Nadie dijo nada enseguida. Todos aguardábamos y le observábamos. Handsome se apoyó sobre un codo y miró a su alrededor. Luego se pasó la mano por la cabeza y empezó a palparse los grandes y redondos chichones que las pelotas le habían hecho. Los chichones se iban hinchando como si fueran huevos.

—Creo que después de to me he equivocao, señó Morris —dijo, mirando a mi viejo—. Prefiero volver y trabajar pa usté y la señá Martha, como he hecho siempre, que estar aquí y que me tiren pelotas de béisbol tol día.

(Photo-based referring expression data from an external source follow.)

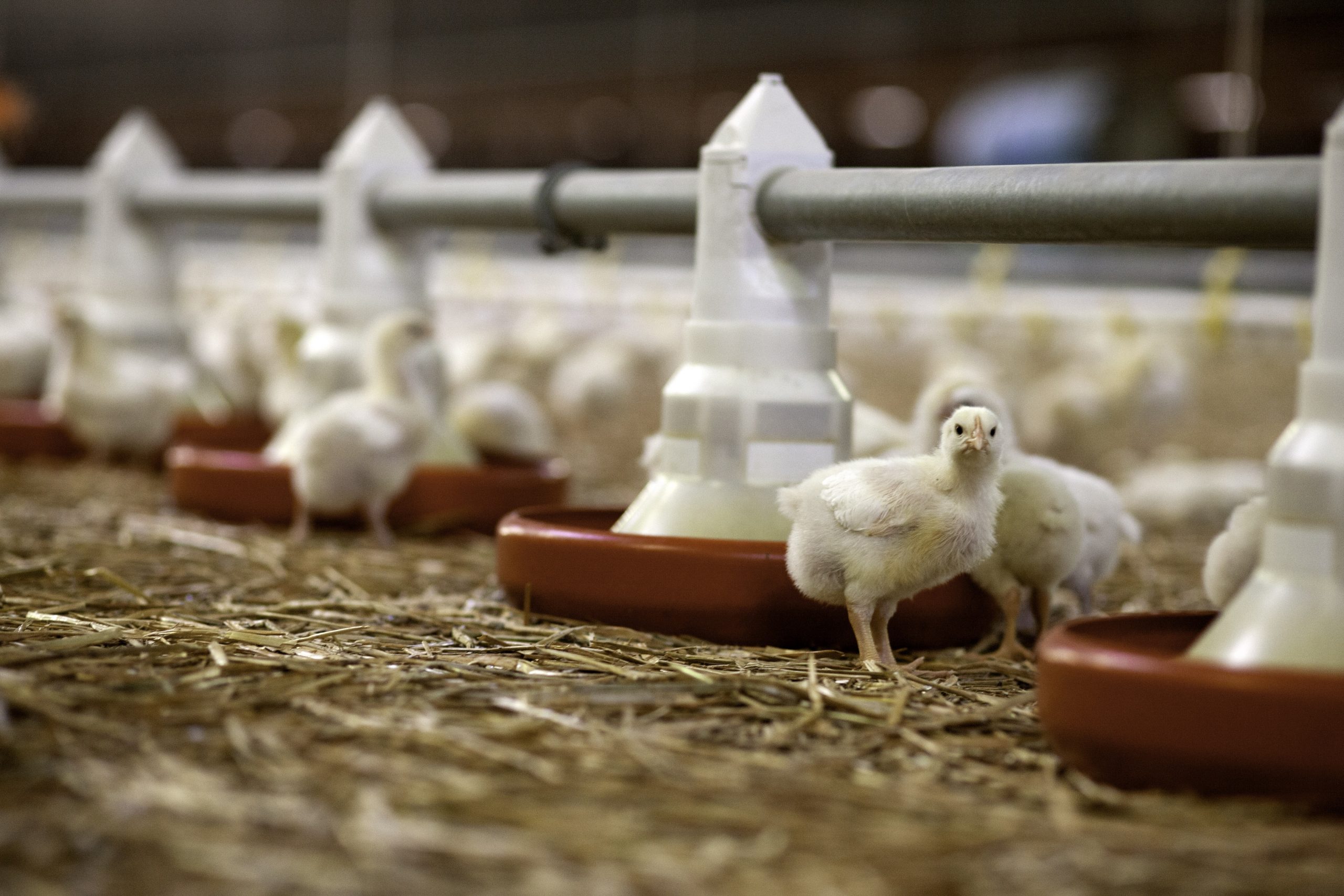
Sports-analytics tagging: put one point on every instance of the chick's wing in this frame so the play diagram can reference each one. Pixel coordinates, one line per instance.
(863, 504)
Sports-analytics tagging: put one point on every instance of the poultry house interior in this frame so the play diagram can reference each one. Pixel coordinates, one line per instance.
(428, 467)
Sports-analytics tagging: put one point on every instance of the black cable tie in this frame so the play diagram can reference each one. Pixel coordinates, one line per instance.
(555, 237)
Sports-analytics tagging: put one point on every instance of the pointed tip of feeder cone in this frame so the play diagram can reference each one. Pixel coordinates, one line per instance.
(138, 143)
(380, 132)
(769, 119)
(1335, 127)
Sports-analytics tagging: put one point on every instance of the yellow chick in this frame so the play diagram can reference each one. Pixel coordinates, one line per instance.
(358, 449)
(870, 534)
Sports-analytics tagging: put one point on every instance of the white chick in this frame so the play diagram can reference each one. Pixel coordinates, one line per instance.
(870, 534)
(603, 381)
(1107, 527)
(114, 398)
(221, 340)
(1191, 493)
(502, 418)
(1107, 524)
(1235, 553)
(358, 449)
(1038, 541)
(307, 366)
(25, 351)
(958, 386)
(877, 433)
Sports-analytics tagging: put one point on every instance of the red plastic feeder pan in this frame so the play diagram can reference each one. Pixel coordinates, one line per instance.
(566, 562)
(1120, 703)
(243, 487)
(26, 431)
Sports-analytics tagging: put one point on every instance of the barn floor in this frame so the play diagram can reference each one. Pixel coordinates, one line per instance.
(195, 708)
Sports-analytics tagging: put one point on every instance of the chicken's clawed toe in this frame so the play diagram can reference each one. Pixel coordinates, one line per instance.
(1012, 650)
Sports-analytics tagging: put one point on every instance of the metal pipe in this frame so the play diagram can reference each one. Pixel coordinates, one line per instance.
(1257, 203)
(594, 202)
(486, 199)
(272, 196)
(42, 190)
(1263, 203)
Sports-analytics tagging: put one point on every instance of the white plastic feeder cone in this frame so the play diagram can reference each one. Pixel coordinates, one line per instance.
(366, 270)
(1290, 613)
(128, 280)
(757, 405)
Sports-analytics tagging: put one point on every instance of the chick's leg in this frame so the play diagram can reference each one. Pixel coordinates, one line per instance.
(377, 515)
(882, 633)
(1011, 649)
(300, 530)
(1041, 599)
(860, 620)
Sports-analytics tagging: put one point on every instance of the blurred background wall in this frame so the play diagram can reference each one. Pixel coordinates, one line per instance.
(642, 82)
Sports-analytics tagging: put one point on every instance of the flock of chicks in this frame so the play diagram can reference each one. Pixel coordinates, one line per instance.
(951, 492)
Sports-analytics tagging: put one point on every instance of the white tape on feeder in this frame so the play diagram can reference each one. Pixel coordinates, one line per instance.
(127, 287)
(1290, 612)
(757, 404)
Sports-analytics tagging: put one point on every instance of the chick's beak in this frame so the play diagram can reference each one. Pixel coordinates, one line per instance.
(978, 436)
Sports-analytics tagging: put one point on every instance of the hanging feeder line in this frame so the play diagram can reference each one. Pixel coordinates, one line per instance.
(1256, 203)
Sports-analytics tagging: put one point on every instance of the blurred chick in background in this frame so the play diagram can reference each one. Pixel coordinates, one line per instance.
(1038, 541)
(26, 336)
(116, 398)
(503, 419)
(1234, 554)
(870, 534)
(356, 450)
(1117, 397)
(1179, 493)
(877, 433)
(307, 364)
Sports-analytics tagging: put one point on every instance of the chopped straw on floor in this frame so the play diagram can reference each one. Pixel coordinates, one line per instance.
(197, 708)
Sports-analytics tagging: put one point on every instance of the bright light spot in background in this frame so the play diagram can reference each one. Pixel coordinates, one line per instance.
(887, 117)
(1220, 101)
(260, 139)
(604, 128)
(430, 125)
(1027, 119)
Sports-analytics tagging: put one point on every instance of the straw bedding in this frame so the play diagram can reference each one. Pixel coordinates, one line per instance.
(195, 708)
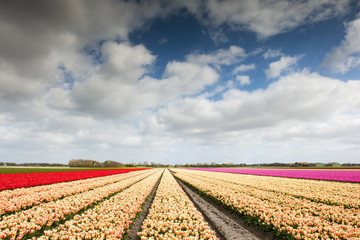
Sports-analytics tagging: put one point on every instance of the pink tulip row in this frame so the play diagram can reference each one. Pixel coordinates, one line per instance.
(20, 198)
(44, 215)
(110, 219)
(334, 193)
(284, 214)
(329, 175)
(173, 216)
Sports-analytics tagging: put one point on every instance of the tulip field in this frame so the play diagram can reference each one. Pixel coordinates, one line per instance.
(106, 206)
(17, 180)
(291, 208)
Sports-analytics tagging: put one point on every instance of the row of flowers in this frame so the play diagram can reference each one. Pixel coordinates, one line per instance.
(19, 180)
(287, 216)
(331, 175)
(51, 213)
(22, 198)
(111, 218)
(173, 216)
(334, 193)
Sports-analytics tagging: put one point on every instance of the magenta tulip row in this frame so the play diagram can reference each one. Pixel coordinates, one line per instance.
(281, 212)
(329, 175)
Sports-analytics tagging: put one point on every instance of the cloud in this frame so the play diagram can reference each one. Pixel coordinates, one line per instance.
(268, 18)
(271, 53)
(299, 105)
(243, 79)
(244, 68)
(277, 68)
(229, 56)
(346, 56)
(120, 87)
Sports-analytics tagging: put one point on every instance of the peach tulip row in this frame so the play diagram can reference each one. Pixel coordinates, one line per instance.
(29, 221)
(22, 198)
(173, 216)
(329, 192)
(284, 214)
(337, 214)
(110, 219)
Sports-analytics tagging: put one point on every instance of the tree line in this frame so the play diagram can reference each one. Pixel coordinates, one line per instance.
(93, 163)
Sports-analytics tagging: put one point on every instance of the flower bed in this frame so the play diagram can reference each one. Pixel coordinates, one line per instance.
(286, 215)
(330, 175)
(20, 180)
(173, 216)
(109, 219)
(328, 192)
(48, 214)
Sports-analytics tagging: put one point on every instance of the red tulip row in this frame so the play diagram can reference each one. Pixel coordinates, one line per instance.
(20, 180)
(22, 198)
(286, 215)
(111, 218)
(39, 217)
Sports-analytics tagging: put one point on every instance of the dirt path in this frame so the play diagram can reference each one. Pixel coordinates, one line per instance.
(136, 226)
(227, 224)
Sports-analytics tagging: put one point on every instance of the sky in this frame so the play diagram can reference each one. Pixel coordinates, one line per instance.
(175, 82)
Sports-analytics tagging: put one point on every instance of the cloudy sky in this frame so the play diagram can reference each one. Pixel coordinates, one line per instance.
(249, 81)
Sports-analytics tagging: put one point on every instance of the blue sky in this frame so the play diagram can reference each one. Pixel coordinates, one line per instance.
(180, 81)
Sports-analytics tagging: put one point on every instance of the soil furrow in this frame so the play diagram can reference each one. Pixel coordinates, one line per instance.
(136, 225)
(227, 224)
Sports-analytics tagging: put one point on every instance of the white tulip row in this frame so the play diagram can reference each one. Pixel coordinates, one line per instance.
(110, 219)
(17, 199)
(173, 216)
(44, 215)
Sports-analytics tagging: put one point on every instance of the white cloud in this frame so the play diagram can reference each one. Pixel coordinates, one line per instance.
(271, 53)
(267, 18)
(277, 68)
(229, 56)
(346, 56)
(120, 87)
(244, 68)
(243, 79)
(300, 105)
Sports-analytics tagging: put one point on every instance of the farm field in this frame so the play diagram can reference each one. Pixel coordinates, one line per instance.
(291, 208)
(106, 207)
(344, 175)
(29, 179)
(22, 169)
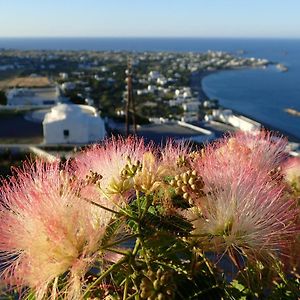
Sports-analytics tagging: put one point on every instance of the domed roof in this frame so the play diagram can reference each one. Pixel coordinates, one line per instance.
(64, 111)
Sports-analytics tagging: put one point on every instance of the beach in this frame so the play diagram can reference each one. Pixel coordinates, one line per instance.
(196, 85)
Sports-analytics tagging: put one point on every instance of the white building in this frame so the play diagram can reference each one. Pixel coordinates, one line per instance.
(33, 96)
(73, 124)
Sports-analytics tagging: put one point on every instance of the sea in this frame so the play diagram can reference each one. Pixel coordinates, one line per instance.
(262, 94)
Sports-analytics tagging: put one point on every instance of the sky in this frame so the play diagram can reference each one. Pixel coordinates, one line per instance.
(150, 18)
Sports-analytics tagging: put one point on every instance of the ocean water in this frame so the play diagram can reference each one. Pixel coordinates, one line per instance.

Mi viejo asintió y le ayudó a levantarse. El hombre de la camisa de seda roja recogió las pelotas del suelo y volvió a donde tenía las demás apiladas sobre el banco.

Los tres emprendimos el camino a casa, por un atajo a través del prado, pasando junto a los puestos. Handsome trotaba justo detrás de mi viejo, sin decir una palabra, tratando de mantenerse a su altura. Cada cierto tiempo alzaba una mano y se palpaba los grandes y redondos chichones.

Justo antes de llegar a casa, nos detuvimos y Pa miró con auténtica severidad a Handsome.

—Estoy dispuesto a que lo pasado, pasado esté, Handsome —dijo—. Mira, no quiero que me incordies con que te devuelva ese viejo banjo.

—Pero señó Morris —dijo Handsome—. No me las pueo arreglar sin un banjo…

—Deja de discutir sobre cosas del pasado, Handsome.

—Pero señó Morris, si yo…

—Lo pasado, pasado, y ese banjo pertenece al pasado —dijo mi viejo, volviéndose y cruzando la cancela para entrar en el patio trasero.